As outlined, the components of training stress and running volume will improve running performance and fitness levels on their own. However, if both are combined correctly the benefits will be greater, and this is where recovery runs play the vital role.

By adding a few short, untaxing runs throughout your training schedule, you can reach a higher running volume than if you were just running hard all the time. Because recovery runs are intended to be ‘easy’, minimal stress will be added to muscles worked in the previous day’s key running session. This results in adequate recovery time between your last key session and the next one, but with the added benefit of having ran more miles, increasing your running volume.

For recovery runs to effectively serve the purpose of balancing training stress and running volume, there are a few guidelines you should follow.
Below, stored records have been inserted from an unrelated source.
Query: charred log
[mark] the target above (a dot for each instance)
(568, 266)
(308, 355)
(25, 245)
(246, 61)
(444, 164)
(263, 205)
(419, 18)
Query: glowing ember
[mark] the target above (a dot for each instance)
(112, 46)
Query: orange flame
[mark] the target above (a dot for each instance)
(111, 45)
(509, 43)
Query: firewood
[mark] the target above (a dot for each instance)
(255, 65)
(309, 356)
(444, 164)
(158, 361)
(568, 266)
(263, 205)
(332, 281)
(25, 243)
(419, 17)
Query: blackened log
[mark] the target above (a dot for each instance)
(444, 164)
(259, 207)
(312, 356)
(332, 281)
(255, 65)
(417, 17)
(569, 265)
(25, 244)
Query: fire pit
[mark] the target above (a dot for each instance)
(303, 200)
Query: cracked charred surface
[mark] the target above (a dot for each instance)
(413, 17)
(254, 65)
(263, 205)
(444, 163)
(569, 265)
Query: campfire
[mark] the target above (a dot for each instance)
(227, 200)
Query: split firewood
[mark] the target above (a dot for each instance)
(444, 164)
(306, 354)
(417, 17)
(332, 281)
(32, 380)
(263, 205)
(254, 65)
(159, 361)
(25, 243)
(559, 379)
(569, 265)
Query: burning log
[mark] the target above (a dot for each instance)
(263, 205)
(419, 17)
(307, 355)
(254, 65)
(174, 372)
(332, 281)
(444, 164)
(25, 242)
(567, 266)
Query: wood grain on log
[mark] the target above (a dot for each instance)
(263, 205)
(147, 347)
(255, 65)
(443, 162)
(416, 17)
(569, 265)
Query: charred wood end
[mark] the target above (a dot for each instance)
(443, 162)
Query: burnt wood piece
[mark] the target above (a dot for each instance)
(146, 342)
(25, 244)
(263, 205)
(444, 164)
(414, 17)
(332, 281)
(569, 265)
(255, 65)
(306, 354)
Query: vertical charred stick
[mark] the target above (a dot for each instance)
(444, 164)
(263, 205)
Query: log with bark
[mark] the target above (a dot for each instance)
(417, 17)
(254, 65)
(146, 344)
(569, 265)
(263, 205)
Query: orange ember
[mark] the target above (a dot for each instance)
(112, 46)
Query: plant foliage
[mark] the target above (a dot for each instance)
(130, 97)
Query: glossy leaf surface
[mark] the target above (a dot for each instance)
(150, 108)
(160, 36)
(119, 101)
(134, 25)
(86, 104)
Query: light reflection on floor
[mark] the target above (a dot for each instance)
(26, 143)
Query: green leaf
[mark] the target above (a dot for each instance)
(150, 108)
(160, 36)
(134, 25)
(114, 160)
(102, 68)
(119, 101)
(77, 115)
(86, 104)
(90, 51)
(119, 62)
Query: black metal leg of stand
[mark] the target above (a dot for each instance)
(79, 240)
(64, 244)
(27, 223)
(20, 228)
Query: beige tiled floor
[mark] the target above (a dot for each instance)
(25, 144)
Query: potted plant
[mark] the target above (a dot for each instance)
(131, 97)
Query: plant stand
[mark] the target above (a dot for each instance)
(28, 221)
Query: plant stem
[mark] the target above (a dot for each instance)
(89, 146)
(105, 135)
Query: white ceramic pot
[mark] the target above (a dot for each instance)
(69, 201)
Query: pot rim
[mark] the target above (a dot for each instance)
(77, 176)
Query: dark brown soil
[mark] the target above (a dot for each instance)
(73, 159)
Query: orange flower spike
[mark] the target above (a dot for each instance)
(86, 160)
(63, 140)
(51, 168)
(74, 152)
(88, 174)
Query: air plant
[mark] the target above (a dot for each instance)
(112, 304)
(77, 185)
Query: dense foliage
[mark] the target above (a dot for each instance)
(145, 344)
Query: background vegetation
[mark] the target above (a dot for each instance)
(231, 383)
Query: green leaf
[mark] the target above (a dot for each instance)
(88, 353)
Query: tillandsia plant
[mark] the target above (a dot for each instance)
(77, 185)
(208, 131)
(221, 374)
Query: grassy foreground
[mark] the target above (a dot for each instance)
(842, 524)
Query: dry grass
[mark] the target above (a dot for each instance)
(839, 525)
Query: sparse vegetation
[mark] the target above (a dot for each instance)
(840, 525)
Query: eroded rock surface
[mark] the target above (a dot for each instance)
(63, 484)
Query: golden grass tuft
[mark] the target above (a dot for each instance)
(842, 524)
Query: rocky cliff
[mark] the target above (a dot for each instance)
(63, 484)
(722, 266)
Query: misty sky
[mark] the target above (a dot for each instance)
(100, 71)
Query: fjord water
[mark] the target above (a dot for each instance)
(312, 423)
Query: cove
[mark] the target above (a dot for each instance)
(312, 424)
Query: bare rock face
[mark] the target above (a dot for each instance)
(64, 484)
1. A recovery run can be as fast and as long as you want as long as it doesn’t impact your performance in your next planned key session. There are no set rules for the pace and duration of recovery runs. Remember the main purpose of recovery runs is to maximise running volume without impacting your key ‘training stress’ sessions. Therefore recovery runs should be as long as possible, without affecting your next key running session.

2. Recovery runs really only bring benefits if you run five or more times per week. If you run between two and four times per week, you would get more benefit going for a training stress run each time.

3. Within 24 hours of finishing a key running session, the next run should be a recovery run.

4. It’s usually unnecessary to perform two easy runs between one harder run, aim to do key running sessions and recovery runs in a 1:1 ratio.

For runners who run six days a week aim to keep a schedule of three key running sessions alternated with three recovery runs.

For example Monday: rest, Tuesday: running session (tempo run), Wednesday: recovery run, Thursday: running session (hill reps), Friday: recovery run, Saturday: running session (long run), and Saturday: recovery run.

Most elite runners who train twice a day, will usually have one hard run in the morning or evening, and an easy recovery run at the alternate time of the day – but still, maintain the 1:1 ratio of key running sessions to recovery runs.

5. If you are only in a base training phase and most runs are moderate in terms of intensity and duration, recovery runs are not really necessary.

However, once you move into more high-intensity sessions and taxing long runs, begin doing recovery runs and key sessions in a 1:1 ratio.